Le Président de la République fait effectivement référence au modèle de répartition des revenus opéré par les plateformes de streaming, actuellement sur une base “market centric”. Chaque artiste est rémunéré par chaque plateforme en proportion de la part de ses écoutes sur le nombre total de streams englobant tous les artistes. Les redevances reversées aux artistes sont ainsi calculées sur la base de leur part de marché par rapport à l’ensemble.
Un abonné en France qui écoute exclusivement Booba ne rémunère pas uniquement cet artiste, mais voit le montant de son abonnement additionné avec celui les autres abonnés, et Booba percevra l’équivalent de ce que représentent ses titres sur le total des streams de tous les abonnés en France. Ce qui signifie que si Gims est plus écouté que Booba par l’ensemble des abonnés, les fans de Booba contribuent en réalité plus à rémunérer Gims que Booba.
Un modèle artist-centric préféré au user centric
Dans l’optique de rendre le marché du streaming plus équitable, certains labels en particulier les indépendants plébiscitent la mise en place d’un modèle “user centric”. Les artistes seraient alors rémunérés à proportion de leur nombre de streams recensé sur chaque abonnement, et plus sur l’ensemble des abonnés.
Or, les plateformes de streaming, ainsi que les leaders du marché de la musique enregistrée à l’échelle internationale, Universal Music, Warner Music, et Sony Music, ne sont pas favorables à un tel modèle de rémunération. De surcroît, le modèle de rémunération est défini selon des accords au niveau international, de sorte à être uniforme sur tous les marchés. Il y a cependant un consensus des leaders de l’industrie sur la nécessité de repenser le modèle de répartition des revenus sur le streaming.
Pour autant, depuis octobre 2023, Deezer a entamé un changement de son modèle de répartition, en collaboration avec Universal Music, uniquement en France. Le modèle “artist centric” consiste en l’attribution d’un “double bonus pour les artistes avec un minimum de 1 000 streams par mois et 500 auditeurs uniques”, et pour les titres et artistes générant des écoutes actives et de l’engagement sur la plateforme.

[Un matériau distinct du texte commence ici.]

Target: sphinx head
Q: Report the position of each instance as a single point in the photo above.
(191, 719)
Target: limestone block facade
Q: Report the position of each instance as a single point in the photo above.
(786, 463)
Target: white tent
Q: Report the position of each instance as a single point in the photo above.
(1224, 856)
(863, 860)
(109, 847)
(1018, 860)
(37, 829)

Ce nouveau modèle a notamment pour objectif à terme d’augmenter le revenu moyen par abonné, et d’optimiser la monétisation auprès des superfans. D’après les données de Deezer, les artistes streamés par les nouveaux abonnés durant le premier mois peuvent représenter jusqu’à 30% de leurs écoutes sur une période de deux ans. Pour améliorer l’expérience des abonnés, la plateforme française avait supprimé plus de 26 millions de contenus frauduleux et parasites en début d’année 2024, et désactivé la monétisation de contenus hors de la musique tels que les musiques d’ambiance.
L’adoption d’un modèle « user centric” n’est cependant pas prévue. Pour le moment.